Realism in literature and visual arts refers to the attempt of classifying subjects according to empirical and secular rules, as they are considered to exist only in a third person’s objective reality, without interpretation and embellishment. The approach believes in the principle that reality is independent of an individual’s conceptual schemes, beliefs and linguistic practices, and thus may be known to the artist who can represent this form of ‘reality’ faithfully.

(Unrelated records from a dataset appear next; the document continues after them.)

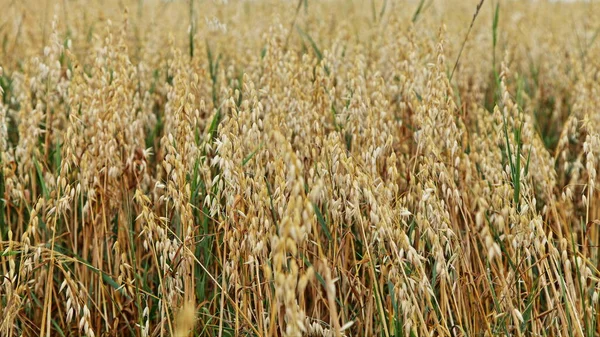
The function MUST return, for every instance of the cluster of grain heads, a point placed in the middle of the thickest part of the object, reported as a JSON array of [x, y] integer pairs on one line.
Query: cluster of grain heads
[[304, 169]]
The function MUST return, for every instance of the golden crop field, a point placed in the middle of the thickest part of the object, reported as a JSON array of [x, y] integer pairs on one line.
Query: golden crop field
[[390, 168]]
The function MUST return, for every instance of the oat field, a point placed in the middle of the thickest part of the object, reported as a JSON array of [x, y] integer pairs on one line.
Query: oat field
[[392, 168]]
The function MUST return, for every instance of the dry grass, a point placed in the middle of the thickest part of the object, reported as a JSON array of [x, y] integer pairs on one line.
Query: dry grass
[[273, 168]]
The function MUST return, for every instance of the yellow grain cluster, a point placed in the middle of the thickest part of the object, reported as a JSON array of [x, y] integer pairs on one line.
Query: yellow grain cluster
[[299, 168]]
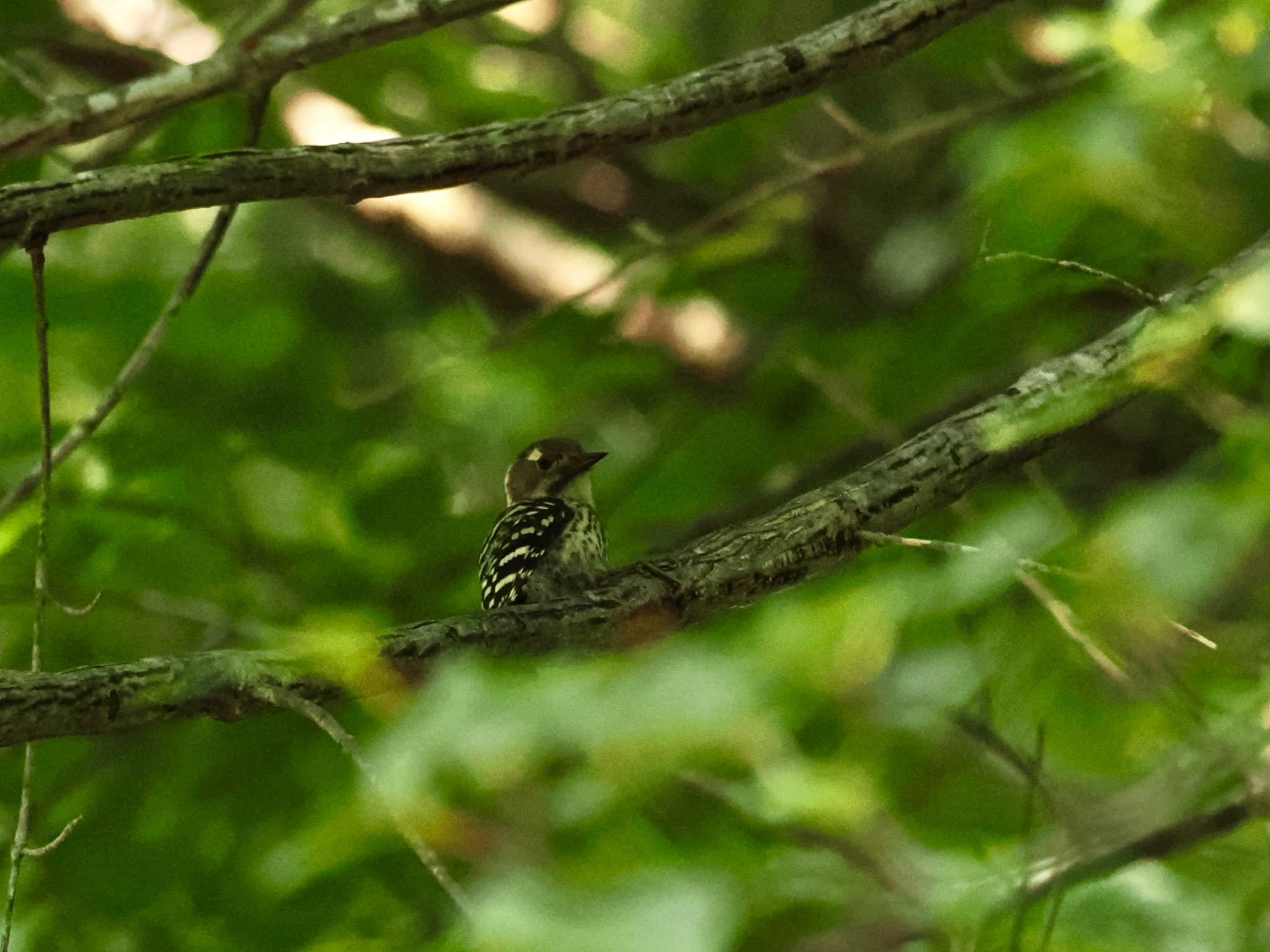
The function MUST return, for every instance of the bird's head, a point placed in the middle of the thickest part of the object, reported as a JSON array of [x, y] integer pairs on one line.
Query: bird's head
[[551, 467]]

Realism more specifically refers to the art movement which originated in France in the early 1850s. The advocates of such movement considered themselves people who are against romanticism, a dominating French artwork and literature in the early 19th century. Realism deals with the principle of objective reality and fought against the emotionalism of the romanticism. Accuracy and truth were the primary goals of the so called Realists. A lot of oil paintings and canvas art which emerged at this time showcased people who were at work, as it were also the peak of Industrial Revolution at that time. The popularity of realistic artworks also gave way to the rise of photography- a brand new visual source that created a desire within the people to create representations that looked real.
What Defines Realism Art
Realism art is described as an artistic endeavor that aims to imitate nature using a paintbrush. This is the desire for those who belonged to this art revolution and believed that romanticism, subjectivism and classicism portrayed the many fallacies of nature.
Realism focuses more on the accurate and truthful depiction of the subjects which nature and life offer to the artists. The artificiality of the previous Romanticism and Classicism was rejected and the necessity to come up with a contemporary art style was introduced. The new idea revolved around everyday activities and ordinary people who are worthy subjects of the Realist artists. The advocates of the Realist art movement attempted to portray the ordinary lives, problems, appearances, customs and mores of the bourgeois & lower classes, the ordinary, unexceptional, unadorned and humble. They have set themselves conscientiously to create all the ignored elements of contemporary life and the society- material conditions, physical settings, and mental attitudes.
Famous Realist Art Paintings of All Time
As every art period is best expressed in the masterpieces crafted by the artists, realism is the manifestation of concepts and principles held by the people who remained true to their ideology. In the broadest sense, the principle of realism can be seen as the pursuit of truthfulness through art to the life conditions and hardships of the ordinary citizens and the lower class citizens of the society. These hardships are considered as the imbalances found in the society that needs to be corrected with the help of scientific application. Here are some of the famous canvas art and oil painting masterpieces of the realism movement.
Horse Ploughing at the Nivernais. This painting is the product of the artistic hands and mind of French artist, Maria Rosa Bonheur. It was also her first achievement after the French government commission. Bonheur is popular for her tendencies to dress up with male clothing as it gave her greater movements when working with animals. She was also considered as one of history’s earliest feminists.
Three Women in Church. The Three Women in Church painting was one of the masterpieces of Wilhelm Liebl, a German born artist. Leibl studied art under the supervision of many artists at the Munich Academy. When he saw and witnessed the art display of a Gustav Courbet, a French realist painter, he immediately went to Paris to study arts. During his return, he moved to a country side where he could develop and focus his artworks on the peasant life and rural sceneries. His work was truly void of any personal impression, a trait that is characteristic of the realist movement.
L’Orgine du Monde. Translated as The Origin of the World in English, L’Orgine du Monde is a canvas art painting crafted by Gustav Courbet. It features a realistic close up view of the gential organ and abdomen of a naked young woman who is lying on the bed and with legs spread. The overall framing of the nude body emphasizes the work’s eroticism.